I am playing a bit with the python api for sqlite3, i have a little table for store languages with an id, name and creation_date fields. I am trying to map the raw query results into a namedtuple
as the docs recommend, it that way i can manage rows in a more readable way, so here is my namedtuple
.
LanguageRecord = namedtuple('LanguageRecord', 'id, name, creation_date')
The code that the docs suggest for the mapping is as follows:
for language in map(LanguageRecord._make, c.fetchall()):
# do something with languages
This is fine when i want to return a collection of languages but in this case i want just to retrieve one language:
c.execute('SELECT * FROM language WHERE name=?', (name,))
So my first attempt it was something like this:
language = map(LanguageRecord._make, c.fetchone())
This code doesn't works because fetchone()
returns a tuple instead a list with one tuple,
so the map
function tries to create three namedtuples
one for each tuple field thought.
My first approach to solve this was to explicitly create a list and append to it the tuple result, something like:
languages = []
languages.append(c.fetchone())
for language in map(LanguageRecord._make, languages):
# do something with language
My second approach was to use fetchall()
although i just want one record.

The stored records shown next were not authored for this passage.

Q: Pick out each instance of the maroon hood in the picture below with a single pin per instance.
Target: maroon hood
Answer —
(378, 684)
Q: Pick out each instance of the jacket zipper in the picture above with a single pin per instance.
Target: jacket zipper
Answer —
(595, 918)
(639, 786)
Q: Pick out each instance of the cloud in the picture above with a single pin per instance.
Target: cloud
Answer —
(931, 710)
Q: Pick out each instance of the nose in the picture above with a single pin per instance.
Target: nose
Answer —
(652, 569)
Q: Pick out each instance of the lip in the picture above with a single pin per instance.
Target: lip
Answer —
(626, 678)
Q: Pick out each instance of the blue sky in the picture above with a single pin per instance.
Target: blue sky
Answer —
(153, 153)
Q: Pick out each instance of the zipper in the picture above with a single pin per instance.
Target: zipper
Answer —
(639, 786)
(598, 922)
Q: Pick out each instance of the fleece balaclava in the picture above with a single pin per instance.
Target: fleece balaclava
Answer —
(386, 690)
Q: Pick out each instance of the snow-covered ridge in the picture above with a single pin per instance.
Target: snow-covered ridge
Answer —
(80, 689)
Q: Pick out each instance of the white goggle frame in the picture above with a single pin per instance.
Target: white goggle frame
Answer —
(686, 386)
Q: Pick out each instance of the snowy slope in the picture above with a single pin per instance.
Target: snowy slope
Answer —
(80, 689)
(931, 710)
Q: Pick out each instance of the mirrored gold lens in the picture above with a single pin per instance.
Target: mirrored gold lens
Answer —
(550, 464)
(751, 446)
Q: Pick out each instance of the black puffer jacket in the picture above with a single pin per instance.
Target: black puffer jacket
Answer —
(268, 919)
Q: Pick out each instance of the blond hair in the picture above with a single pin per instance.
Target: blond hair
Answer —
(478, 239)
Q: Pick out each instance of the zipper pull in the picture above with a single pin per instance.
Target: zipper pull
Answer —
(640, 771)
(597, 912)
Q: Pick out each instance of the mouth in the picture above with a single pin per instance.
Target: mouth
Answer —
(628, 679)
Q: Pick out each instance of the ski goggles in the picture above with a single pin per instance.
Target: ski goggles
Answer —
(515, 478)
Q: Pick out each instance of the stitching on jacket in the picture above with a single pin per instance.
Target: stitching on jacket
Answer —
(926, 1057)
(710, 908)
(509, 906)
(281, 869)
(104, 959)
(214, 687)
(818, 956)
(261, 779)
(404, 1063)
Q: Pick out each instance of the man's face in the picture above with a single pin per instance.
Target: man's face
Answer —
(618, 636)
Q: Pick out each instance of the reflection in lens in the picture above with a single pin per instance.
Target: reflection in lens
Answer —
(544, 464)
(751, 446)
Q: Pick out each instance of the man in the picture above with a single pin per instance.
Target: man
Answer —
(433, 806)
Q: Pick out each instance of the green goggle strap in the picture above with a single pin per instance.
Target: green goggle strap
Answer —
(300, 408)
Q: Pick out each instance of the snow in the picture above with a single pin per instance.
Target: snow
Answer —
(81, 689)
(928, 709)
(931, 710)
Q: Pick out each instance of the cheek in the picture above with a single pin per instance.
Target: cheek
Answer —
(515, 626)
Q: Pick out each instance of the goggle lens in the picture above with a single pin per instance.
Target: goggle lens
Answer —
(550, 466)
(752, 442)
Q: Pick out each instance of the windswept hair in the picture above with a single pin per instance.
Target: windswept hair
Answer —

I can set
the name field with a unique
constrain in the database in order to garantize just one result.
for language in map(LanguageRecord._make, c.fetchall()):
# do something with languages
Another approach could be use fetchall()[0]
without the unique
constrain to garantize just one result.
My question is which is the best and common way to deal with this problem, should i use always fetchall
to maintain a common interface and let the database manage the uniqueness logic? or should i create a list explicitly as in approach 1? Is there a more easy way to accomplish this task?
There is a much easier way! Sqlite3 provides a way for the user to define "row factories". These row factories take the cursor and the tuple row and can return whatever type of object it wants.
Once you set the row factory with
con.row_factory = my_row_factory
then rows returned by the cursor will be the result of my_row_factory
applied to the tuple-row. For example,
import sqlite3
import collections
LanguageRecord = collections.namedtuple('LanguageRecord', 'id name creation_date')
def namedtuple_factory(cursor, row):
return LanguageRecord(*row)
con = sqlite3.connect(":memory:")
con.row_factory = namedtuple_factory
cur = con.cursor()
cur.execute("select 1,2,3")
print(cur.fetchone())
yields
LanguageRecord(id=1, name=2, creation_date=3)
For another example of how to define a namedtuple factory, see this post.
By the way, if you set
conn.row_factory = sqlite3.Row
then rows are returned as dicts, whose keys are the table's column names. Thus, instead of accessing parts of the namedtuple with things like row.creation_date
you could just use the builtin sqlite3.Row
row factory and access the equivalent with row['creation_date']
.
An improved row_factory
is actually this, which can be reused for all sorts of queries:
from collections import namedtuple
def namedtuple_factory(cursor, row):
"""Returns sqlite rows as named tuples."""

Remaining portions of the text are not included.